Your First Print: Bed Levelling Made Easy
Logan F.
The Foundation of a Good Print
If your first layer is rubbish, the rest of your print will almost certainly fail. Bed levelling — technically called "bed tramming" — is the process of ensuring the print bed is at a consistent distance from the nozzle across its entire surface. This distance needs to be within about 0.1mm across the whole bed for reliable, consistent first layers. Getting this right is the single most important skill a new printer operator can develop.
The terminology can be confusing. "Levelling" implies making the bed perfectly horizontal, but that's not actually what we're doing — we're making the bed parallel to the motion plane of the print head. If your printer is tilted slightly, a "level" bed in the spirit-level sense would actually print terribly. What matters is the relationship between the nozzle and the bed surface.
The Paper Method: Manual Levelling
Even if your printer has automatic bed levelling (ABL), understanding the manual paper method is essential — it's faster for quick adjustments and doesn't depend on the probe being calibrated correctly. Here's the process step by step.
First, heat your bed and nozzle to your normal printing temperatures. This is critical: metal expands when heated, so levelling a cold printer and then printing hot will give you incorrect results. For PLA, that's typically 60°C bed and 200°C nozzle. Auto-home your printer (G28 in the terminal), then disable the stepper motors so you can move the print head by hand. Slide a standard piece of A4 paper (80gsm is ideal — it's close to 0.1mm thick) under the nozzle.

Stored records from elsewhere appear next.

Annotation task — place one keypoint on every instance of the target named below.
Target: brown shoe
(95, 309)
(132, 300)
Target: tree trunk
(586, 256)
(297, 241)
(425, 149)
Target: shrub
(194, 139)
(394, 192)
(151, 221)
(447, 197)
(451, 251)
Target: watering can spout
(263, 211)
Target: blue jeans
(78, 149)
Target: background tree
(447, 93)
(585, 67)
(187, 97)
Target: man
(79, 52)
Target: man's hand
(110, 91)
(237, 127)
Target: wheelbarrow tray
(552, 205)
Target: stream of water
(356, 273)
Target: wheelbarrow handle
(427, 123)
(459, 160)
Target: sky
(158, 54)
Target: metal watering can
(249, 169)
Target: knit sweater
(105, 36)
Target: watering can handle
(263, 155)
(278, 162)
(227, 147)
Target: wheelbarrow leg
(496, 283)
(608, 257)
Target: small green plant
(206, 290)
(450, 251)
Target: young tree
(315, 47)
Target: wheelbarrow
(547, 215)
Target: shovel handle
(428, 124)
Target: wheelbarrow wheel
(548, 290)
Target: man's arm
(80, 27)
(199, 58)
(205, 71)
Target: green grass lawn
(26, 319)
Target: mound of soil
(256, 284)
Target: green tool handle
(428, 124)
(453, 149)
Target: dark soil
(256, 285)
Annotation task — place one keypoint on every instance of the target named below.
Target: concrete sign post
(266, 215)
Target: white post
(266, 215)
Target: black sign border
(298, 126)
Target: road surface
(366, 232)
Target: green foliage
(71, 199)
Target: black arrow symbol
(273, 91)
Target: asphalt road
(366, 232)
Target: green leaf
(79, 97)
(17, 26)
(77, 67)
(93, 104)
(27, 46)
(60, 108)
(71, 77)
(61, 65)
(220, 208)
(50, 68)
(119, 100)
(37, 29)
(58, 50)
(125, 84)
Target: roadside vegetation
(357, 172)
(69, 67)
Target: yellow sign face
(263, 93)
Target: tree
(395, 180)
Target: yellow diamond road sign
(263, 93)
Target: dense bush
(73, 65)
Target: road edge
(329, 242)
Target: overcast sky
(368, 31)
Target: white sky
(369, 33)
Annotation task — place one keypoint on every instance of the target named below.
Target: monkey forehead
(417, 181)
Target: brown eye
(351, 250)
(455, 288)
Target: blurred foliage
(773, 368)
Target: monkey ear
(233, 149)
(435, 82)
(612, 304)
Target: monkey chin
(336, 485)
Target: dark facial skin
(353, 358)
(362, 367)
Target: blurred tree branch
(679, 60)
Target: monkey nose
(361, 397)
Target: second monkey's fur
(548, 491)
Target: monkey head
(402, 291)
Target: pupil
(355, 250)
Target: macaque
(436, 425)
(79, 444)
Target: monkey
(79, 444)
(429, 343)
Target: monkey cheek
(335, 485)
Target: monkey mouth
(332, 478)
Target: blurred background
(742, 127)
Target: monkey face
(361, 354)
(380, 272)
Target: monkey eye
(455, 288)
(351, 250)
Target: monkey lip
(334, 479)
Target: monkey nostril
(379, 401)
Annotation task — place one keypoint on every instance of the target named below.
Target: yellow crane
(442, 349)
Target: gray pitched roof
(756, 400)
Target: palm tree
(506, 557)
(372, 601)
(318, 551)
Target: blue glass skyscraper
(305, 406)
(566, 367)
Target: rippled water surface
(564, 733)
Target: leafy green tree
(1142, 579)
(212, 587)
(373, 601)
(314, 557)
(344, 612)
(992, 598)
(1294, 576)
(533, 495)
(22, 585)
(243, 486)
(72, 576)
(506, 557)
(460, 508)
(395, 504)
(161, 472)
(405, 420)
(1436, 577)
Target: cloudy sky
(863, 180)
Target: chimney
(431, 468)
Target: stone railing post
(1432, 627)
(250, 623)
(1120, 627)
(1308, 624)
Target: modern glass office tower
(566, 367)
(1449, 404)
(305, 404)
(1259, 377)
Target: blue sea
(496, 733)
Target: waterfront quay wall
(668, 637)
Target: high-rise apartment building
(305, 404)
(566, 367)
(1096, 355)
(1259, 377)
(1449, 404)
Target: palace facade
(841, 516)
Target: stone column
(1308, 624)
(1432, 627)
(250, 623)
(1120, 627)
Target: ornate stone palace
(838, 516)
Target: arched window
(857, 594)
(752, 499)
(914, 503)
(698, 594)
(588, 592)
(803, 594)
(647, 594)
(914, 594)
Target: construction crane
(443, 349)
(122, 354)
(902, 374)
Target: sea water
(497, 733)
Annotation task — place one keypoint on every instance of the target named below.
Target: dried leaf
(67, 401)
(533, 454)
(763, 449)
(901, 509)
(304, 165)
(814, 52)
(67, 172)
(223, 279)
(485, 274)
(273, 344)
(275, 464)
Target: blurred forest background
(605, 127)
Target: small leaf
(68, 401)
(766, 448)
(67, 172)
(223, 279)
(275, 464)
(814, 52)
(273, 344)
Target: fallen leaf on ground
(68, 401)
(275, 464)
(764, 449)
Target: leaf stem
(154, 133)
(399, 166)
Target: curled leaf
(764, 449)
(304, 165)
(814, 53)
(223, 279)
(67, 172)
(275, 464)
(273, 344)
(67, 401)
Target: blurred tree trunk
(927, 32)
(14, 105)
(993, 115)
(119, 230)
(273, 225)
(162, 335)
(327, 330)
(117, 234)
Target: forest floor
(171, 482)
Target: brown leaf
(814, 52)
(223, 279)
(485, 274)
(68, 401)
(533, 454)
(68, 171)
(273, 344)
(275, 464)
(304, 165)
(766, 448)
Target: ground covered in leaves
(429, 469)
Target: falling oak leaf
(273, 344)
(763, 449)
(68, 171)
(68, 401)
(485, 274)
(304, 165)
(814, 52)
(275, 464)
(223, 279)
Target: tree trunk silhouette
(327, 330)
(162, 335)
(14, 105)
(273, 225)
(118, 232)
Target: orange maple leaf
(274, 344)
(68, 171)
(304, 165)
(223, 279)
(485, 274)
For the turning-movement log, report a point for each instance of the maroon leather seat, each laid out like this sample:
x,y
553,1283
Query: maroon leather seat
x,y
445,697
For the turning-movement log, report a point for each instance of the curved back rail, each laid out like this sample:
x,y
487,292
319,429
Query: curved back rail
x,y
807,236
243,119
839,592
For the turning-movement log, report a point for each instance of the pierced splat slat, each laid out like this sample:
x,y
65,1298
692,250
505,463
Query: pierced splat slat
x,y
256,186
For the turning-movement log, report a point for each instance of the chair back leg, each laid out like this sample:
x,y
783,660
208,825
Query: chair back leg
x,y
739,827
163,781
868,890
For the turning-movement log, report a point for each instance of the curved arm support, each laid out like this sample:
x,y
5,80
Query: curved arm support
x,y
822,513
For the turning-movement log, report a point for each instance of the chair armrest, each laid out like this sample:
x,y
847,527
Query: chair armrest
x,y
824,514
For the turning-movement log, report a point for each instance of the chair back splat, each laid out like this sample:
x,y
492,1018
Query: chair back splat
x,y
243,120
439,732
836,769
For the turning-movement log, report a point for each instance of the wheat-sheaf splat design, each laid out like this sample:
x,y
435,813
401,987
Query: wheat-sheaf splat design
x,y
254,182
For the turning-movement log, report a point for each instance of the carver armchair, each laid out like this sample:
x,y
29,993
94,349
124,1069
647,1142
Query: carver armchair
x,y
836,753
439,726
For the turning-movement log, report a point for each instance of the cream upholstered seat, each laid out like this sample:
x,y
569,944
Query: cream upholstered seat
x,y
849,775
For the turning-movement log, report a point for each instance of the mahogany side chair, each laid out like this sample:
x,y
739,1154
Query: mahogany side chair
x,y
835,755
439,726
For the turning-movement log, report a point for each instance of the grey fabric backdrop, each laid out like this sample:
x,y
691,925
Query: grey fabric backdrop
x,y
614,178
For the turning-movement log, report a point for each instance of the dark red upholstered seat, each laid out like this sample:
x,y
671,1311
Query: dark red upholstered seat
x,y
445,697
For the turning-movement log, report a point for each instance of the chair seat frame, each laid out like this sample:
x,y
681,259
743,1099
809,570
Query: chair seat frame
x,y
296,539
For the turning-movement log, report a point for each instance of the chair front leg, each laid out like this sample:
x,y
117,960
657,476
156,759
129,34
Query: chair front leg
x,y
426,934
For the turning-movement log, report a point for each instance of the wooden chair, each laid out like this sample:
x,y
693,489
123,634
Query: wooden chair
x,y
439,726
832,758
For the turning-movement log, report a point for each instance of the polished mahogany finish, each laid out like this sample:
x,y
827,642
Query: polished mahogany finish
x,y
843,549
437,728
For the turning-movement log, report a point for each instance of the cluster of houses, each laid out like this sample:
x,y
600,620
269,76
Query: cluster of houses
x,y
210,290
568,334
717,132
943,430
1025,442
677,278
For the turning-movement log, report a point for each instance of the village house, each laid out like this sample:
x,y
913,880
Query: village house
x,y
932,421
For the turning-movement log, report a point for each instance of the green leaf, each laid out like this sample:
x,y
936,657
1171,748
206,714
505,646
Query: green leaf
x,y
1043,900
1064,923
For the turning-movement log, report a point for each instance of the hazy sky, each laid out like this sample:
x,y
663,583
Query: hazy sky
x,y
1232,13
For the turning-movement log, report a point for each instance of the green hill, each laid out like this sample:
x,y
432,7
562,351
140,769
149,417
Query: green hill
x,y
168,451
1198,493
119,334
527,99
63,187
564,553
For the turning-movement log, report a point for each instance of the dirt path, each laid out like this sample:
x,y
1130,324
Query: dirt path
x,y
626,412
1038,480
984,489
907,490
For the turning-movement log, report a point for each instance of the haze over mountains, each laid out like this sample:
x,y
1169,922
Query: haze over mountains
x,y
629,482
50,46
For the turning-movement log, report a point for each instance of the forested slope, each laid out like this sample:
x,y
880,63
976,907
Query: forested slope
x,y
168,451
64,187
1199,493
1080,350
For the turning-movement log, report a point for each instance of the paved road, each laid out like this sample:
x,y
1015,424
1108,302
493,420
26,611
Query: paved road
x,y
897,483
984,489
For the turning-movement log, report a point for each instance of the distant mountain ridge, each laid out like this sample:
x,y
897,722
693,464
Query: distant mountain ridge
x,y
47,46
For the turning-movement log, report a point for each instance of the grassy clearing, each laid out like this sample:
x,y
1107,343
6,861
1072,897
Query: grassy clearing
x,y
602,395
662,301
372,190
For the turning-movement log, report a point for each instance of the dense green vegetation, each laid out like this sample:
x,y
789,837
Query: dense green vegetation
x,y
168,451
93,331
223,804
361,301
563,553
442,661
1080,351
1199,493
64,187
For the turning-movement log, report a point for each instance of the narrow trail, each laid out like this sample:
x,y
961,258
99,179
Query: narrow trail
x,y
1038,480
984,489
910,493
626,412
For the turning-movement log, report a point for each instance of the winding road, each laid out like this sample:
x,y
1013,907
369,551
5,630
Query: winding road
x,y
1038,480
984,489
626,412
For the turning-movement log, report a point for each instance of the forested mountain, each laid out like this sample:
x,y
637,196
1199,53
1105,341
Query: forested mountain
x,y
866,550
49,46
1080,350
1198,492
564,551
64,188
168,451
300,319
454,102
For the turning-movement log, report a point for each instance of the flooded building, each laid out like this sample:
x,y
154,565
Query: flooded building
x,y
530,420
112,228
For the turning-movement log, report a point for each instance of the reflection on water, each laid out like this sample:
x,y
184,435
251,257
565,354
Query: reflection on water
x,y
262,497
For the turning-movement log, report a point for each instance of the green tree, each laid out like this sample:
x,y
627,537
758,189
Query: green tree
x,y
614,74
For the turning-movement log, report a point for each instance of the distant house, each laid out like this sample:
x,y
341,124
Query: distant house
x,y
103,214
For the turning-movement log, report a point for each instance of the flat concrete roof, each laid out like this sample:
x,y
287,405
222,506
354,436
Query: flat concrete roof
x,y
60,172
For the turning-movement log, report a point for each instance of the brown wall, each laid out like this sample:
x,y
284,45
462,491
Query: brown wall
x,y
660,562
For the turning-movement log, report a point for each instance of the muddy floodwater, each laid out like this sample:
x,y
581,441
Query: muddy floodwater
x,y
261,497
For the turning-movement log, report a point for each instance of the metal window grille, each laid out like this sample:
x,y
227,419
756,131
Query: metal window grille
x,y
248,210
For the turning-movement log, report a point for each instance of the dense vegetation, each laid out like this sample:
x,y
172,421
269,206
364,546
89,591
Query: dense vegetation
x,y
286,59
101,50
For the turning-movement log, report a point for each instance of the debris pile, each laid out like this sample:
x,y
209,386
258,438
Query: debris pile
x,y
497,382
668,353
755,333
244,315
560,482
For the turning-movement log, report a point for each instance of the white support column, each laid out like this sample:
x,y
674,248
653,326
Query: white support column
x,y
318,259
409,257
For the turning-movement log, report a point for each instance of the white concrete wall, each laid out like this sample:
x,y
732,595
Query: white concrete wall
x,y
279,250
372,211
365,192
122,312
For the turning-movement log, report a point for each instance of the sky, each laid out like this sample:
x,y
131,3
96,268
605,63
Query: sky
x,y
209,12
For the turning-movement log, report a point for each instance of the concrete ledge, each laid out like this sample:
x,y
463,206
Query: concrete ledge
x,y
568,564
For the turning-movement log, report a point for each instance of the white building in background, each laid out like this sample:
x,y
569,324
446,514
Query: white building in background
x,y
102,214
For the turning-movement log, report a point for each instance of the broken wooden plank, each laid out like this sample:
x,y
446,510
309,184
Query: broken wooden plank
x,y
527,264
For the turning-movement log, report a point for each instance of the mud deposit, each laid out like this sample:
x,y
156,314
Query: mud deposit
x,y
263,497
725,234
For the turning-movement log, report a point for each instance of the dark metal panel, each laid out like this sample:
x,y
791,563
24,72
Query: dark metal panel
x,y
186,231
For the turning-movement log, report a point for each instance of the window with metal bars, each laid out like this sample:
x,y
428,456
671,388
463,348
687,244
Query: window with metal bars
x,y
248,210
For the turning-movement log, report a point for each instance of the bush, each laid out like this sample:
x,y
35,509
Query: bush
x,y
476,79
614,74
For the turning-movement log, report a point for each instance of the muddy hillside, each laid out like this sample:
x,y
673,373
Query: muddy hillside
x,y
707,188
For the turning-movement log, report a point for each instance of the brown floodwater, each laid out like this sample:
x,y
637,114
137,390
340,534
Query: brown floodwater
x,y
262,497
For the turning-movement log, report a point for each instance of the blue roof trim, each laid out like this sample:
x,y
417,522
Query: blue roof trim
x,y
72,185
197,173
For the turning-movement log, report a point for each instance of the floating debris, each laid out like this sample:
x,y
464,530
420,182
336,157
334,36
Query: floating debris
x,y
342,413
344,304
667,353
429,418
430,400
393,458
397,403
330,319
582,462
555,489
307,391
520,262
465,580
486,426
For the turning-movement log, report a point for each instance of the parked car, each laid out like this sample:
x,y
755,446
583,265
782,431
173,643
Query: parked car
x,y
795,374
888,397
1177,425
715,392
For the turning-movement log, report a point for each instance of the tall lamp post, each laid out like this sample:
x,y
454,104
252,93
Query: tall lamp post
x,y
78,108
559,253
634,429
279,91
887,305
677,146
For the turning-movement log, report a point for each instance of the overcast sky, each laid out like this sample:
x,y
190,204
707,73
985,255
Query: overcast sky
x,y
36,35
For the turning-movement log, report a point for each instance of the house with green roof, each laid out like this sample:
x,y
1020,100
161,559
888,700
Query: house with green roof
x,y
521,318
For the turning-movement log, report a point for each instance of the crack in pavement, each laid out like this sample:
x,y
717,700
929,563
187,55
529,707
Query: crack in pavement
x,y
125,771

Adjust the bed adjustment knob under that corner of the bed until you feel a slight resistance — a gentle drag — when you slide the paper back and forth. The paper should move freely but with noticeable friction; it shouldn't slide with zero resistance, and it shouldn't be impossible to move. Work through all four corners of the bed (and the centre on larger beds), then do a second pass. Adjusting one corner always affects adjacent corners slightly, so multiple passes are always needed.
Reading the First Layer
After manual levelling, print a first-layer test (a large single-layer square or grid pattern from the calibration section of your slicer). Watch it cautiously as it prints. What you're looking for is a smooth, continuous sheet of slightly squished plastic with no visible gaps between the lines of extrusion and a flat, matte top surface.
If the lines are rounded on top with gaps between them and they peel easily off the bed, your nozzle is too high — the filament isn't being pressed against the bed firmly enough to bond. Bring the nozzle closer. If the nozzle is scraping, the first layer looks translucent or transparent, or you hear a grinding sound from the extruder, your nozzle is too low — you're crushing the plastic rather than depositing it cleanly. Raise the nozzle slightly. Finding this "Goldilocks zone" is a matter of feel that becomes intuitive very quickly.
Automatic Bed Levelling (ABL) and Mesh Compensation
Many modern printers include automatic bed levelling probes — the BLTouch, CR Touch, and various inductive/capacitive probes are common examples. These probes measure the Z height at multiple points across the bed before each print and create a "mesh" of the surface. During printing, the firmware adjusts the Z axis dynamically to follow this mesh, compensating for any bow or warp in the bed.
ABL is a genuine quality-of-life improvement, but it doesn't eliminate the need to set your Z offset correctly — the distance between the nozzle's home position and the bed surface. See our guide on live Z calibration and baby stepping for how to fine-tune this whilst a print is running. A well-configured PEI spring steel build plate paired with accurate ABL gives first-layer consistency that's hard to beat.